Brazil’s armed forces have been put on high alert due to the recently discovered movement of military equipment and personnel in eastern Venezuela on the border with Guyana, and officials believe Venezuela could soon attack the small South American country.
Guyana Esequiba is a region of about 159,500 km2 west of the Essequibo River currently administered and controlled by Guyana, but claimed by Venezuela as part of its territory.
The roots of conflict
The dispute dates back to colonial times, when Spain and the Netherlands competed for control of the area. In 1814, the Netherlands ceded its colonies of Essequibo, Demerara and Berbice to Britain, which later united them into British Guiana.
Venezuela inherited Spain’s claim to the region after its independence in 1811, but Britain extended its control further west of the Essequibo River in the 19th century.
In 1895, Venezuela requested the help of the United States (U.S.) to resolve a border dispute with Britain, invoking the Monroe Doctrine, which declared the American continent inaccessible to European intervention.
The U.S. intervened and forced Britain to accept international arbitration over the entire disputed area. An arbitral tribunal, convened in Paris in 1898, awarded most of the territory to British Guiana in 1899. However, Venezuela later denounced the verdict as invalid, stating that the tribunal was biased and corrupted by British influence.
The dispute remained unresolved after Guyana gained independence from Britain in 1966. Venezuela has since maintained its claim to Guyana Essequibo, occasionally resorting to military and diplomatic pressure to assert its sovereignty over the region.
Venezuela also rejected the jurisdiction of the International Court of Justice (ICJ) to resolve the dispute and instead proposed bilateral negotiations with Guyana.
A region rich in natural resources
Guyana is rich in natural resources, such as oil, gas, gold, diamonds and timber, which has attracted the interest of both countries and foreign companies.
In recent years, Guyana has awarded exploration and production licenses to several multinational corporations, such as ExxonMobil, to exploit offshore oil and gas reserves in disputed waters.
Venezuela protested these activities and accused Guyana of violating its sovereignty and territorial integrity.
The tension between the two countries has escalated in the context of the political and economic crisis in Venezuela, which has led to the deterioration of its relations with its neighbors and the international community.

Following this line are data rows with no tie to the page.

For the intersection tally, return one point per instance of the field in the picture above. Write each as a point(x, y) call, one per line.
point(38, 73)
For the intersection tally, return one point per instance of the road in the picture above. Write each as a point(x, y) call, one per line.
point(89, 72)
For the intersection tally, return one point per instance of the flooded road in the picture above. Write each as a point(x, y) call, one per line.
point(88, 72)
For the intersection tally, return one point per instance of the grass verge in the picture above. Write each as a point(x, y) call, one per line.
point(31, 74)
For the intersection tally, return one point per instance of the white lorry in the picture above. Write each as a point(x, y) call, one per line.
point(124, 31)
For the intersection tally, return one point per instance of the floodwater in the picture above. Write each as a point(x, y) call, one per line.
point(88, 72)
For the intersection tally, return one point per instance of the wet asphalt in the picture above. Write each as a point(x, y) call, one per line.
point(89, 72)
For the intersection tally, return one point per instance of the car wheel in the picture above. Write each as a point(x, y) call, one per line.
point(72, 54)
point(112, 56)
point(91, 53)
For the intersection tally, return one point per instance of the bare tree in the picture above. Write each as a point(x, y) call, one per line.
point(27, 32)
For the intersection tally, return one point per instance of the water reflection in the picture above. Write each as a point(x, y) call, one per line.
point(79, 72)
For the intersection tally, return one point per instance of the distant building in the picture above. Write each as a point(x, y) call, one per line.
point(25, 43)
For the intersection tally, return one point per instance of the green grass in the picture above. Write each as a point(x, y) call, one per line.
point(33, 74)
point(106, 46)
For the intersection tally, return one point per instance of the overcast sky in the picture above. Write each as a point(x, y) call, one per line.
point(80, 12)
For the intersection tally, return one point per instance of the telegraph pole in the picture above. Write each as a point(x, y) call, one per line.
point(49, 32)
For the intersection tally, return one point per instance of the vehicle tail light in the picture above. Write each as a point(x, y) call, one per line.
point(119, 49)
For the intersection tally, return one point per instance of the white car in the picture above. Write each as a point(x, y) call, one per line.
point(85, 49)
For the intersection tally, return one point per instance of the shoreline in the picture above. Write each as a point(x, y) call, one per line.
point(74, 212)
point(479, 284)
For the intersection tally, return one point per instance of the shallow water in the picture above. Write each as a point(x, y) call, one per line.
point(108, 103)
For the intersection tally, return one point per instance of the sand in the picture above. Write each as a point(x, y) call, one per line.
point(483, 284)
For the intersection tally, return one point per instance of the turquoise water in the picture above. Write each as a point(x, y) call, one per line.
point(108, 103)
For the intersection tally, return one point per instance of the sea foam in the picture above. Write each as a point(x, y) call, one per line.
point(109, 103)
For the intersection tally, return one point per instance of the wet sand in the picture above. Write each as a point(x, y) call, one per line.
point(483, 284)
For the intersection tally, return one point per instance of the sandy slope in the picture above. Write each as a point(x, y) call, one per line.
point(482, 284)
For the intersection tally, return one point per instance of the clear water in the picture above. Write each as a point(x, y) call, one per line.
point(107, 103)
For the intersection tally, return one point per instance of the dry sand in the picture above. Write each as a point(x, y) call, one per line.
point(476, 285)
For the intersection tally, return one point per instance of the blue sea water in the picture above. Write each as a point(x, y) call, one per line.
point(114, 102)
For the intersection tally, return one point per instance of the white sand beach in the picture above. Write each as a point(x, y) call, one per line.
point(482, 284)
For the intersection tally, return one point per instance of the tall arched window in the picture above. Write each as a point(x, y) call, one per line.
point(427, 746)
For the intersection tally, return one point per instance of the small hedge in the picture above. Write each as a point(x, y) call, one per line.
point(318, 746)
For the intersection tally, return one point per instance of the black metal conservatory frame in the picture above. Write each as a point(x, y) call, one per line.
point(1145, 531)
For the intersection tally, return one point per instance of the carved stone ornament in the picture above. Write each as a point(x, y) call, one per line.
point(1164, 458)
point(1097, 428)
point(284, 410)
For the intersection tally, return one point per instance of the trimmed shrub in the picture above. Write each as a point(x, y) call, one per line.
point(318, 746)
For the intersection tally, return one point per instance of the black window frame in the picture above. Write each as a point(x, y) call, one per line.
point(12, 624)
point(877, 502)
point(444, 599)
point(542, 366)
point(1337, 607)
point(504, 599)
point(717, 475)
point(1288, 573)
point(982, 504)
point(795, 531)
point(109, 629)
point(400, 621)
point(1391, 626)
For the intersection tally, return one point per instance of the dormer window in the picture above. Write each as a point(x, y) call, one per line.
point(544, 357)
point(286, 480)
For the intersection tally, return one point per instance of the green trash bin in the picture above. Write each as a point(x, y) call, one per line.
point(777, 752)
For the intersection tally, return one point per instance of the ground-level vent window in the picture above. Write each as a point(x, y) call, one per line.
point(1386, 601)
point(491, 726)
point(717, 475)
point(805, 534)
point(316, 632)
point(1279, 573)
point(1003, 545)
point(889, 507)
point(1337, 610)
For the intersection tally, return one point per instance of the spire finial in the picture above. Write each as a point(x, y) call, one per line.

Venezuela is accused of human rights violations, corruption, authoritarianism and interference in the internal affairs of other countries.
Venezuela has also faced several challenges to its legitimacy, such as the Venezuelan presidential crisis, which has resulted in the emergence of two rival governments: one led by Nicolás Maduro, who claims to be the constitutional president, and the other led by Juan Guaidó, who claims to be the interim president he recognizes more than 50 countries, including Brazil.
The role of Brazil
Brazil, as the largest and most influential country in South America, has played an important role in regional events and conflict resolution. Throughout history, Brazil has maintained cordial and cooperative relations with Guyana and Venezuela, and has supported a peaceful and diplomatic solution to the dispute over Guyana Essequibo.
However, Brazil’s stance has changed significantly under the presidency of Jair Bolsonaro, who has taken a more confrontational and ideological stance against Venezuela and its allies.
Bolsonaro aligned himself with the U.S. and other countries that recognize Guaidó as the legitimate president of Venezuela and condemned Maduro as a dictator and a threat to regional stability and democracy. Bolsonaro also expressed support for Guyana’s sovereignty and territorial integrity and criticized Venezuela’s claims and actions as aggressive and illegitimate.
According to some reports, the Brazilian armed forces have been put on high alert due to the significant movement of military equipment and personnel in eastern Venezuela on the border with Guyana, which was recently revealed by satellite images and intelligence sources.
Some officials believe Venezuela may soon invade the small South American country to annex the Guayana Esequiba region, which makes up more than 60 percent of the country’s territory and is claimed by the Venezuelan government.
If this scenario materializes, it could trigger a major regional conflict involving not only Guyana and Venezuela but also Brazil and other neighboring countries, as well as the U.S. and other international actors, Klix.ba reports.